Título: Tortura não tem perdão
Autor: Sakkis, Ariadne
Fonte: Correio Braziliense, 08/11/2012, Cidades, p. 41
Esse é o nome do ato organizado por amigos e ex-colegas em homenagem a Honestino Guimarães, Paulo de Tarso Celestino e Ieda Delgado, desaparecidos na ditadura. O encontro será amanhã na UnB
ARIADNE SAKKIS
A memória talvez seja a única ferramenta que o presente tem para emendar os enganos do passado. Serve como alerta para que novos atentados aos direitos e às liberdades civis não sejam tolerados. A lembrança é uma engrenagem da justiça e uma pressão sobre o sigilo. Para quem perdeu alguém ou sobreviveu à ditadura militar no Brasil (1964-1985), esquecer a história simplesmente não é uma opção. Eles ainda lutam para conseguir que os acusados de torturar e assassinar opositores ao regime recebam a devida punição. Inclusive aqueles que deram fim à vida de Honestino Guimarães, de Paulo de Tarso Celestino e de Ieda Delgado, todos estudantes da Universidade de Brasília (UnB) e militantes da resistência desaparecidos entre 1971 e 1974.
Amanhã, às 8h30, o auditório da Reitoria da UnB receberá uma homenagem aos três, organizada por contemporâneos e amigos. Eles formam o Coletivo da Oca ao Centro Olímpico — nome dado em referência ao alojamento estudantil feito em madeira, apelidado de “oca”. Mais do que relembrar a história do trio, o grupo fará novo apelo para que o país puna os algozes de quem lutou contra o governo militar. “O Honestino, a Ieda e o Paulo são simbólicos, mas o ato serve também para homenagear os sobreviventes e reafirmar que o torturador não tem perdão e esse crime não prescreve”, explica o físico Álvaro Lins, 63 anos, amigo e ex-colega de UnB de Honestino.
Por esse ideal, o ato foi batizado de “Tortura não tem perdão”. A ideia de fazer a cerimônia surgiu depois de um encontro entre Álvaro e Aldir Nunes, companheiro de militância, no início do ano, no Maranhão. Havia 25 anos que os dois não se viam. Da última vez, ambos viviam na clandestinidade para driblar os órgãos repressores. Por morarem em cidades diferentes, as redes sociais ajudaram na organização do ato. Participantes devem vir de São Paulo, Minas Gerais e Goiás para prestigiar o evento.
Biografia
Betty Almeida, 64 anos, é química, mas a história de vida fez dela também escritora. Ela estava na UnB no turbulento ano de 1968, ano em que a universidade acabou tomada de assalto por militares (veja ilustração). Em breve, ela deve lançar uma biografia de Honestino, com quem nutriu amizade próxima nos tempos da UnB. Betty também conheceu a família e a rotina da casa de Ieda Delgado, carioca que estudava direito na universidade. A pesquisa sobre a vida dos três homenageados é minuciosa. “Há poucas fotos do Paulo de Tarso porque ele se preparou para a militância e queimou todas as que ele tinha. Arrancou também as unhas do pé”, conta.
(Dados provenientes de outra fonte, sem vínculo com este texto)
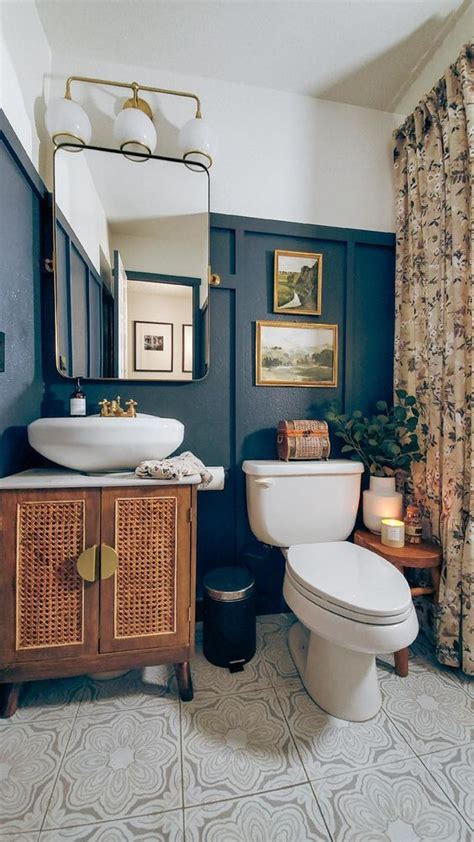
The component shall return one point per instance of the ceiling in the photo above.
(360, 52)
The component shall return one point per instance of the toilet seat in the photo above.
(349, 581)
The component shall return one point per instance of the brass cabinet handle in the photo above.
(87, 564)
(108, 561)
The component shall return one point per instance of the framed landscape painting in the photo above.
(153, 346)
(296, 354)
(298, 278)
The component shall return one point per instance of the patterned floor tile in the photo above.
(430, 711)
(30, 756)
(236, 745)
(453, 769)
(396, 803)
(328, 745)
(118, 765)
(144, 689)
(272, 637)
(208, 678)
(52, 699)
(164, 827)
(288, 815)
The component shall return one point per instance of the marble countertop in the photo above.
(65, 478)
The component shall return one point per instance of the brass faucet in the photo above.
(113, 408)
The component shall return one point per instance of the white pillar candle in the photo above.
(393, 532)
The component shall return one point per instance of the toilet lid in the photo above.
(350, 576)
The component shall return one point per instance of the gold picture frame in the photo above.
(298, 282)
(285, 354)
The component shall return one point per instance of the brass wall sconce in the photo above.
(134, 131)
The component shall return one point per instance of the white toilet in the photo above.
(351, 603)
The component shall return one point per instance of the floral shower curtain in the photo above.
(434, 169)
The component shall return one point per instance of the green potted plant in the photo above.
(387, 444)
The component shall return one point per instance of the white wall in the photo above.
(177, 309)
(80, 203)
(177, 246)
(441, 58)
(25, 70)
(280, 156)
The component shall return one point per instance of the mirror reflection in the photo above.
(131, 266)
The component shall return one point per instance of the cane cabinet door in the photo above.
(47, 610)
(145, 603)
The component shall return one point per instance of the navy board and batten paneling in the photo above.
(21, 384)
(227, 417)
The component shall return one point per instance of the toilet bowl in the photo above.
(351, 603)
(351, 606)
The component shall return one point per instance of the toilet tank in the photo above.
(296, 502)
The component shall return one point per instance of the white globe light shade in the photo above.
(134, 131)
(66, 122)
(196, 141)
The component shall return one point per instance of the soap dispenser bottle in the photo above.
(77, 402)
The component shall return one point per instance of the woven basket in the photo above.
(303, 440)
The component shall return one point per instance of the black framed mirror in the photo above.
(131, 265)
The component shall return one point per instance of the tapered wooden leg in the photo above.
(185, 683)
(401, 662)
(436, 580)
(9, 695)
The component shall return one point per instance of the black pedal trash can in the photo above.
(229, 638)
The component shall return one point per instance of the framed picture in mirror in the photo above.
(153, 346)
(131, 251)
(298, 278)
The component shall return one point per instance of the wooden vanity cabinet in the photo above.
(53, 623)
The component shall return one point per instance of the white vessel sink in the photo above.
(101, 444)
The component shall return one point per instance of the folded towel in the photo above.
(184, 465)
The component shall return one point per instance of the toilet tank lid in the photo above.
(277, 468)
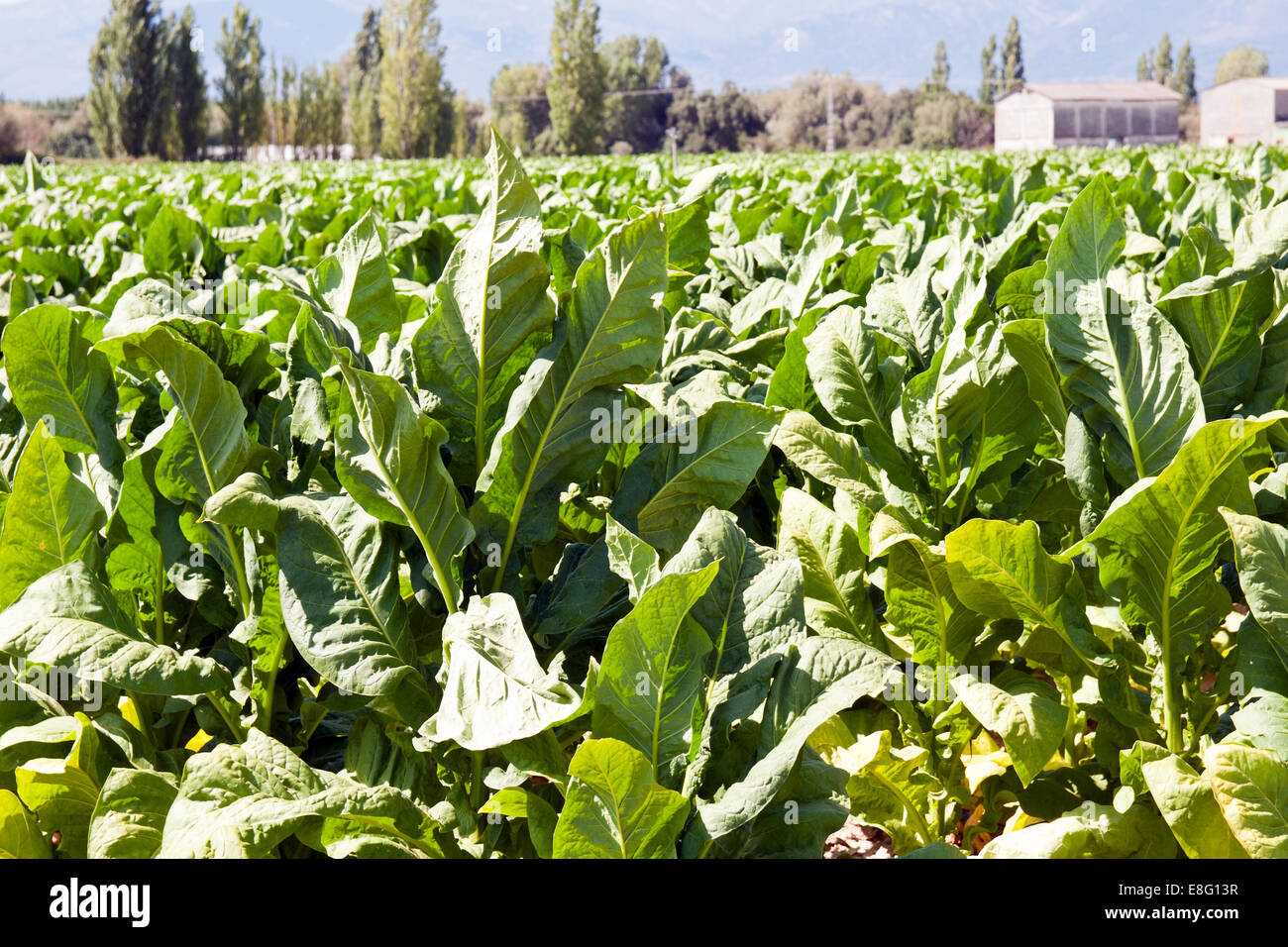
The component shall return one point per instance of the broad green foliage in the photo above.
(589, 509)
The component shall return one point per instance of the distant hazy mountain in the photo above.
(892, 42)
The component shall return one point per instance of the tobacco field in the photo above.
(900, 505)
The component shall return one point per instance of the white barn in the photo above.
(1060, 115)
(1244, 111)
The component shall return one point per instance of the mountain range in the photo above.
(758, 46)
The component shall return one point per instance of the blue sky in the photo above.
(890, 42)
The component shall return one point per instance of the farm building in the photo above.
(1244, 111)
(1059, 115)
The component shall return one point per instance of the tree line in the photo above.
(389, 94)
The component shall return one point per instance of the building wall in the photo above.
(1103, 124)
(1026, 121)
(1240, 114)
(1022, 123)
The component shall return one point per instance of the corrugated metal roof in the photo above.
(1102, 91)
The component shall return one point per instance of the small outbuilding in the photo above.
(1244, 111)
(1061, 115)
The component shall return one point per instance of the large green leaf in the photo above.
(20, 835)
(1022, 710)
(831, 457)
(63, 791)
(1124, 364)
(56, 377)
(50, 521)
(670, 484)
(1250, 787)
(1220, 328)
(754, 604)
(844, 363)
(614, 809)
(1001, 571)
(1094, 831)
(1260, 241)
(833, 567)
(130, 813)
(241, 801)
(652, 672)
(921, 599)
(340, 598)
(493, 309)
(822, 677)
(612, 335)
(1261, 554)
(387, 459)
(494, 692)
(69, 617)
(357, 285)
(1157, 545)
(202, 442)
(1186, 801)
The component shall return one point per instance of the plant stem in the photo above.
(215, 698)
(1171, 709)
(921, 825)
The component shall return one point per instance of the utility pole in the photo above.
(831, 115)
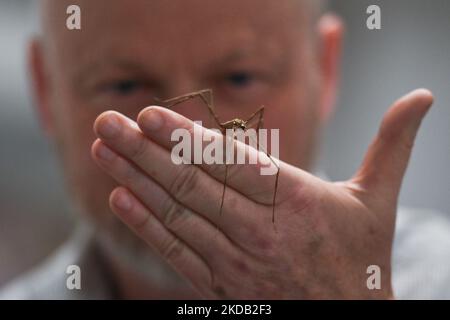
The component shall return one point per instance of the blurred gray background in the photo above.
(412, 50)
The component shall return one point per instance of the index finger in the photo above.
(159, 124)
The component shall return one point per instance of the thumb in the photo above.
(386, 160)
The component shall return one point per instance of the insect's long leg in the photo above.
(259, 125)
(226, 169)
(260, 114)
(180, 99)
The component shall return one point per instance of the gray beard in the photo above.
(117, 241)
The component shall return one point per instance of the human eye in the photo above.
(123, 87)
(240, 79)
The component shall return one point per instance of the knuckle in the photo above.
(139, 148)
(184, 183)
(174, 214)
(172, 250)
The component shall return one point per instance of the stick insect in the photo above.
(206, 96)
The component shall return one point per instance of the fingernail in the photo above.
(153, 120)
(109, 127)
(105, 153)
(123, 202)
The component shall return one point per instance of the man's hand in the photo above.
(326, 236)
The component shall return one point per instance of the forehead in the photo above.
(185, 30)
(183, 22)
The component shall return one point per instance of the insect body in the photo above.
(236, 124)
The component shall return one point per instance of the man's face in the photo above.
(251, 53)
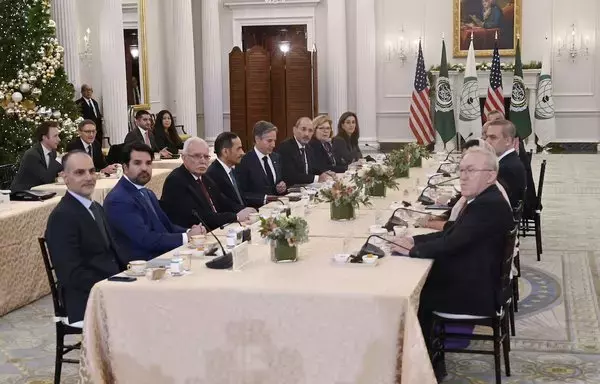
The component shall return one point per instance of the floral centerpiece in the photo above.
(285, 234)
(399, 161)
(375, 179)
(344, 198)
(416, 154)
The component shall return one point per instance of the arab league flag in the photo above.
(545, 124)
(519, 110)
(444, 108)
(469, 123)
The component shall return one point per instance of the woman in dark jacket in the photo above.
(165, 133)
(345, 144)
(322, 148)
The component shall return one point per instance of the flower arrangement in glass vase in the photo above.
(417, 153)
(375, 179)
(399, 161)
(285, 234)
(344, 198)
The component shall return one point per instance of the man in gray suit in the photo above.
(142, 133)
(39, 165)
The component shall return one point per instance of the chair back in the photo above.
(505, 290)
(541, 184)
(59, 308)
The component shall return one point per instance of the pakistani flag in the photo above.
(469, 123)
(444, 109)
(545, 125)
(519, 110)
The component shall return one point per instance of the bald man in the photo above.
(297, 158)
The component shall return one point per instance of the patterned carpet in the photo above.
(558, 333)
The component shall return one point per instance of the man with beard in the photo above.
(141, 228)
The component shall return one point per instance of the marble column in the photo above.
(337, 59)
(64, 13)
(114, 85)
(212, 77)
(184, 66)
(366, 73)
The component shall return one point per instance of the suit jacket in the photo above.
(97, 155)
(252, 179)
(468, 255)
(139, 233)
(512, 176)
(322, 160)
(136, 136)
(345, 153)
(88, 113)
(79, 253)
(218, 175)
(292, 163)
(33, 170)
(182, 197)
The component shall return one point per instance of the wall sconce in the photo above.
(86, 53)
(570, 47)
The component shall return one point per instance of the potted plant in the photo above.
(398, 160)
(375, 179)
(416, 154)
(344, 198)
(285, 234)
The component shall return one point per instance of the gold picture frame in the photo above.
(499, 16)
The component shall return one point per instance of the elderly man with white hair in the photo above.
(189, 195)
(468, 253)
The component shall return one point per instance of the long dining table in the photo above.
(313, 321)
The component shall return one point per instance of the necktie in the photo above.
(206, 194)
(146, 194)
(268, 171)
(96, 210)
(303, 155)
(235, 188)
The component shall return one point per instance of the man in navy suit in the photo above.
(82, 249)
(259, 174)
(141, 228)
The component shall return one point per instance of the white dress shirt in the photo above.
(139, 188)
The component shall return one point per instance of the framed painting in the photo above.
(483, 19)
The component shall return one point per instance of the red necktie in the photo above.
(206, 194)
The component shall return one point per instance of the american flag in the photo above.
(495, 99)
(419, 120)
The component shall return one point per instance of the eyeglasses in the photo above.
(470, 171)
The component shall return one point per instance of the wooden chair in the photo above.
(60, 316)
(532, 226)
(498, 322)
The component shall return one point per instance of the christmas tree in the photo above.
(33, 84)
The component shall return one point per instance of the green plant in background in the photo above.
(33, 84)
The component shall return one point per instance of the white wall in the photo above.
(576, 85)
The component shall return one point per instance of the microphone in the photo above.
(396, 221)
(426, 200)
(221, 262)
(368, 248)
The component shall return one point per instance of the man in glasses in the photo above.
(468, 253)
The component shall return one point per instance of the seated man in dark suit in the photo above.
(141, 228)
(39, 165)
(468, 254)
(190, 197)
(297, 158)
(81, 246)
(228, 148)
(142, 133)
(87, 142)
(259, 174)
(500, 134)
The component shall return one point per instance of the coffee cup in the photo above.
(137, 266)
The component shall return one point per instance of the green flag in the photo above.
(519, 110)
(444, 108)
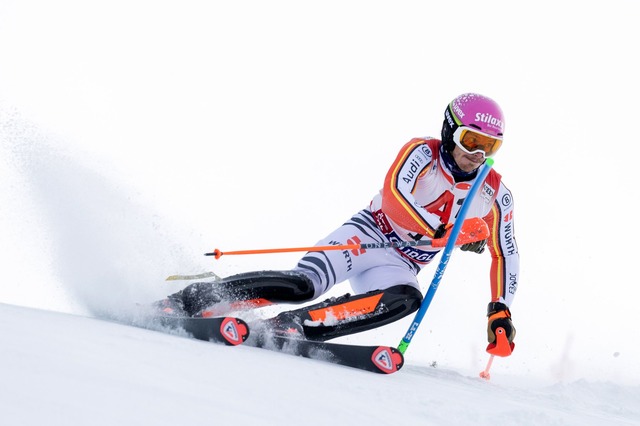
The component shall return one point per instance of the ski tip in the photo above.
(387, 359)
(193, 277)
(501, 347)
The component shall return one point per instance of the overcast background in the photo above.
(138, 135)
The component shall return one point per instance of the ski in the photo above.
(376, 359)
(228, 330)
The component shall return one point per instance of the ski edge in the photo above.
(376, 359)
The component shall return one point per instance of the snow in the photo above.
(63, 369)
(136, 136)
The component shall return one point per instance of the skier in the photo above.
(421, 196)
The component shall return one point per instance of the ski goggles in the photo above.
(472, 141)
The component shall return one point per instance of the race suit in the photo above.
(419, 194)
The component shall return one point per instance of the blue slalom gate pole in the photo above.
(446, 254)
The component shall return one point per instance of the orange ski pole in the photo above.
(474, 229)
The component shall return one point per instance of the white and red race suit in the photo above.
(419, 194)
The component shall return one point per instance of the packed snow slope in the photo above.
(63, 369)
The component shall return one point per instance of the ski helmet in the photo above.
(474, 111)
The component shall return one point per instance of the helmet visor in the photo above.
(472, 141)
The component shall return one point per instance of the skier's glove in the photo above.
(499, 316)
(476, 247)
(441, 231)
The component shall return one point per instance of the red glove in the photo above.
(499, 317)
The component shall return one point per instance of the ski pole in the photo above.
(444, 260)
(473, 230)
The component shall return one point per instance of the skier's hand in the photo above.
(441, 231)
(476, 247)
(499, 316)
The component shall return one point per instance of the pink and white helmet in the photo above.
(474, 111)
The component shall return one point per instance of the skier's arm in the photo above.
(398, 201)
(505, 260)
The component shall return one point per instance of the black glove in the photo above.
(476, 247)
(499, 316)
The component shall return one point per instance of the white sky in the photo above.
(138, 135)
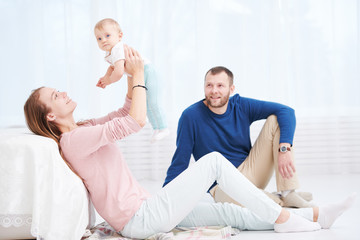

A homenagem quer também envolver os novos alunos sobre o que o regime militar significou para a UnB. “Pegue o exemplo de Anísio Teixeira (educador e ex-reitor da UnB). Um belo dia, ele é chamado para depor e, na sequência, o encontram caído em um fosso de elevador. Isso mostra a violência do governo e como eles atuavam”, avalia o arquiteto Eustáquio José Ferreira Santos, 68 anos, aluno da UnB entre 1965 e 1971. A organização do evento de amanhã também contou com a participação de Fábio Borges da Silva, presidente da Associação de Pós-Graduandos Ieda Delgado. Mateus Guimarães, sobrinho de Honestino, elogiou a iniciativa. “Quanto mais apoio e manifestações de entidades da sociedade para que a verdade seja revelada, mais força a gente tem para que os fatos sejam revelados. Mais forte fica a Comissão da Verdade e da UnB”, avalia.
Mostra de cinema
O direito à memória e à verdade, o combate à tortura e a atenção à população em situação de rua são o mote da 7ª Mostra de Cinema e Direitos Humanos na América do Sul, que começou ontem e segue até 20 de dezembro. Ao todo, serão exibidos 37 filmes em todas as capitais brasileiras e no Distrito Federal. A entrada é gratuita. O homenageado deste ano é o documentarista Eduardo Coutinho, que completa 80 anos em 2013 e tem no currículo diversos longas com foco nos direitos humanos, a exemplo do clássico Cabra marcado para morrer (1984). No DF, o evento realizado pela Secretaria de Direitos Humanos ocorreu no Centro Cultural Banco do Brasil (CCBB).